Single by King Stingray

from the album For the Dreams
- Released: 26 June 2023
- Length: 3:47
- Label: Cooking Vinyl Australia
- Songwriter(s): Roy Kellaway
- Producer(s): Roy Kellaway

King Stingray singles chronology
| "Down Under (Under One Sun)" (2022) | "Lookin' Out" (2023) | "Through the Trees" (2024) |

Music video
- "Lookin' Out" on YouTube

= Lookin' Out =

2023 single by King Stingray

"Lookin' Out" is a song by Australian rock group King Stingray, which was released on 26 June 2023. It is the lead single for the band's second studio album, For the Dreams (2024).

The song is inspired by the group's experience reflecting on the beauty of nature and the feeling of being awestruck at the magnificence of Mother Earth.

In a statement, guitarist Roy Kellaway said "We have no idea what our future holds, but if we can find a way to work together we’ll be on the right track.

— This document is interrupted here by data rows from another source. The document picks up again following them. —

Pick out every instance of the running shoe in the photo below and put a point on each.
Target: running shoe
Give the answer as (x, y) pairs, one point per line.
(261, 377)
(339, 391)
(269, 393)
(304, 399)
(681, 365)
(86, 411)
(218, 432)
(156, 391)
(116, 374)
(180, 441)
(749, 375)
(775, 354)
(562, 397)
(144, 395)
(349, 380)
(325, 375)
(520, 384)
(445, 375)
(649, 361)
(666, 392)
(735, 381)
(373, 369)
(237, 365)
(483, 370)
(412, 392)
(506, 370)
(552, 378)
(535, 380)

We are a band from a small place and we’re singing about big things."

At the 2023 ARIA Music Awards, the song's video was nominated for Best Video. At the APRA Music Awards of 2024, the song was shortlisted for Song of the Year and was nominated for Most Performed Rock Work.

==Music video==
The Sam Brumby directed video was released on 26 June 2023. It featured animations by Reid McManus and additional footage by Matt McLean. The video shows some behind-the-scenes footage from recent tours, and shots of the band's hometown of Yirrkala in East Arnhem Region.

==Reception==
Jules LeFevre from Music Feeds said "The new cut is classic King Stingray: a propulsive, chugging bite of lo-fi rock. " Conor Lochrie from Rolling Stone Australia said "'Lookin' Out' beautifully builds on the sterling showing from King Stingray on their 2022 debut album, a record that led Rolling Stone AU/NZ to hail them as 'one of the most exciting rock bands to emerge from this country in a generation'."

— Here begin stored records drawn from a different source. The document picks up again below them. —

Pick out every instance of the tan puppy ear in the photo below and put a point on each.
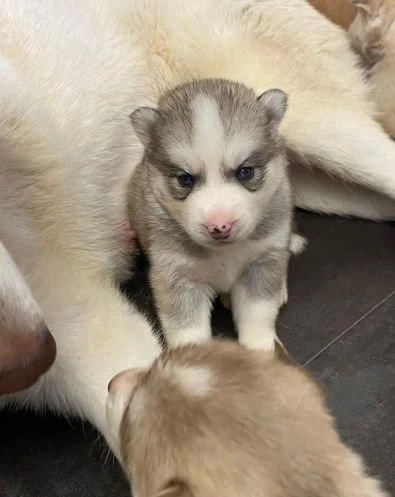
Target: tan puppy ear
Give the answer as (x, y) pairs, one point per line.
(175, 488)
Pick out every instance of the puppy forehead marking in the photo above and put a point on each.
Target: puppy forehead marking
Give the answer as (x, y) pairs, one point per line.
(208, 139)
(195, 381)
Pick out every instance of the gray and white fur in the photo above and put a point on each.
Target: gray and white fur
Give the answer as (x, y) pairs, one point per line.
(212, 207)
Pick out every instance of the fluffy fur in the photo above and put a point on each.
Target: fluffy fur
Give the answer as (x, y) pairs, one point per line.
(218, 419)
(27, 348)
(372, 34)
(72, 72)
(371, 28)
(206, 230)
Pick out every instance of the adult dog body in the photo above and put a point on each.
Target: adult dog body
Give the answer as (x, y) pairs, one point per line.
(72, 72)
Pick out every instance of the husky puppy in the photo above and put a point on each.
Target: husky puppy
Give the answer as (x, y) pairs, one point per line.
(218, 419)
(212, 206)
(372, 35)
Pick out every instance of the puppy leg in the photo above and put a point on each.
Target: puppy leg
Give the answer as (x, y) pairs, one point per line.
(316, 191)
(348, 145)
(184, 308)
(27, 348)
(256, 300)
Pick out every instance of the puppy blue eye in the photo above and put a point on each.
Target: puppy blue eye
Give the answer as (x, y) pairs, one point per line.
(245, 173)
(186, 180)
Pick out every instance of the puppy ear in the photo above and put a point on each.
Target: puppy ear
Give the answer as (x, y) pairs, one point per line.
(143, 120)
(275, 104)
(175, 488)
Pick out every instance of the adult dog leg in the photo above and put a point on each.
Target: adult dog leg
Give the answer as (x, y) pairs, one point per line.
(98, 333)
(347, 145)
(316, 191)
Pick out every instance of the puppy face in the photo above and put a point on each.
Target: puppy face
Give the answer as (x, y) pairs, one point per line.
(215, 156)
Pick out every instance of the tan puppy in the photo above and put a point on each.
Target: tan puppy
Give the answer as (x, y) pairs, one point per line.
(221, 420)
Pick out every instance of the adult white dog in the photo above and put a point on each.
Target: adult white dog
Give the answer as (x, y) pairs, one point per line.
(71, 73)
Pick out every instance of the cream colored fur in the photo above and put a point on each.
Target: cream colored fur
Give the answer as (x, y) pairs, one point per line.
(239, 423)
(71, 72)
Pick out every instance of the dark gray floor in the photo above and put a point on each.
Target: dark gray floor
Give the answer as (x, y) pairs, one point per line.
(339, 322)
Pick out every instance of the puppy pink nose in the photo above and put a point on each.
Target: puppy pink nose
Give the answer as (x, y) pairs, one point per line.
(220, 225)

Mary Varvaris from The Music said "Utilising the didgeridoo alongside guitars and drums, 'Lookin' Out' is Yolŋu surf rock at its finest."

Zoë Radas wrote in Stack magazine "It's a thumping, classic rock gem, with a gorgeous video that incorporates tour footage from the band's mammoth last 12 months, along with imagery from the Great Barrier Reef, and King Stingray's own hometown of Yirrkala. An absolute stunner from the boys who just keep lifting the bar."